Guaranteeing that data is not lost during a system outage requires resilience against hardware, network and even site failure. Cloud platforms are no different than on-premises systems in this regard and must ensure adequate protection at all levels in the stack. The cloud, however, offers sophisticated services that make creating highly available systems less burdensome, although choosing the right services and making them work together still requires expert knowledge.
In this article, we’ll first look at how AWS high availability services can be used to build highly-available systems in the cloud to reach RPO=0. We’ll then compare this to NetApp’s Cloud Volumes ONTAP HA, which provides a ready-made solution for robust data storage in the cloud.
RPO=0 is essential to successful business continuity of critical workloads. Creating a highly available data platform in AWS to reach RPO=0 means eliminating single points of failure, as they relate to compute, network and storage.
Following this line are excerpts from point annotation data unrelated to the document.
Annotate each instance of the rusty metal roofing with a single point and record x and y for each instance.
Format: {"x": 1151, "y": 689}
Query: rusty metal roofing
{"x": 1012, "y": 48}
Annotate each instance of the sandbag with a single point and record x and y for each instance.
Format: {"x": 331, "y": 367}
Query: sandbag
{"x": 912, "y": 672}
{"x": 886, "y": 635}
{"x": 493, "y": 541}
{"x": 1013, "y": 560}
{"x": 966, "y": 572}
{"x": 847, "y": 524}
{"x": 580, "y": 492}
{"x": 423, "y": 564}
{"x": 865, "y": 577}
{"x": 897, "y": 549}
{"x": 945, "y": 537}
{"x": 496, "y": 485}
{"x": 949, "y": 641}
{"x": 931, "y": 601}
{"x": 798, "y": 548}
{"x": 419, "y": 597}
In this section we will look at each of these aspects in turn and discuss the issues involved with AWS high availability.
To ensure site redundancy and to protect against any sort of cloud outage, AWS splits each region into different Availability Zones. Each Availability Zone relates to isolated physical locations that can each be supported by one or more data centers, with no two Availability Zones co-located within the same premises. Ensuring high availability across zones provides a much greater level of protection against failure, as the data center itself is removed as a single point of failure.
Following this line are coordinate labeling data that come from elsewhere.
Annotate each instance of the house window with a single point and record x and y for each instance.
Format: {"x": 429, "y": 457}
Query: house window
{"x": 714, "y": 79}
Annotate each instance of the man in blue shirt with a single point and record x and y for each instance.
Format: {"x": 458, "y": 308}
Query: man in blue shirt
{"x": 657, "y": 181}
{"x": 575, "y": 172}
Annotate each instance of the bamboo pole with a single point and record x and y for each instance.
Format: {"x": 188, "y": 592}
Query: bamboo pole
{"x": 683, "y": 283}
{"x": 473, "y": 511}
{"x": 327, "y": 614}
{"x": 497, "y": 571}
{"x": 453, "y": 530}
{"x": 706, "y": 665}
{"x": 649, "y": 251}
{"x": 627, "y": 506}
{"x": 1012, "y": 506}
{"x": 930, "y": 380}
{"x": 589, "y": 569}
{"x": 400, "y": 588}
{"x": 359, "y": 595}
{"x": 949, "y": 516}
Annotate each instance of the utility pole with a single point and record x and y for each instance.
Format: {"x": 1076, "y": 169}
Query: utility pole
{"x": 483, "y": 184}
Monitoring is paramount when it comes to high availability, and for this AWS provides Amazon CloudWatch, which can be used to monitor most of the services mentioned below.
Amazon Elastic Compute Cloud (Amazon EC2) compute resources are made highly available by using multiple instances at the same time to collectively process incoming requests or distribute workloads across. An Amazon EC2 instance group can be managed with Amazon EC2 Auto Scaling.
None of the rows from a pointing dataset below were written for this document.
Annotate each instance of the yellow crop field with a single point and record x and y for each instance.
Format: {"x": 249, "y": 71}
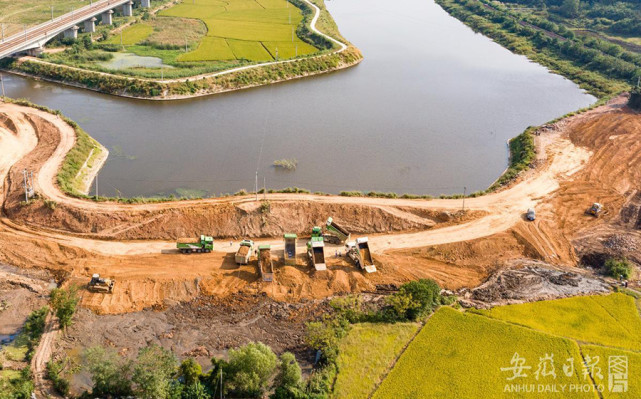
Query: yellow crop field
{"x": 366, "y": 354}
{"x": 244, "y": 29}
{"x": 612, "y": 362}
{"x": 463, "y": 355}
{"x": 611, "y": 320}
Auto scaling allows for the health of Amazon EC2 instances to be monitored and also self-healed by spinning up new compute instances in the case an existing one fails, with feature support to help cater for stateful applications. Using the dynamic scaling feature, policies can be established, such as aggregate CPU load, that can act as a trigger for creating new instances. New instances are created from Amazon Machine Images which can be user-customized.
Amazon ECS offers an alternative approach when Docker containers are being used to package up an application. Amazon ECS is compatible with a wide range of other AWS services and can be used to scale an application for both performance and high availability.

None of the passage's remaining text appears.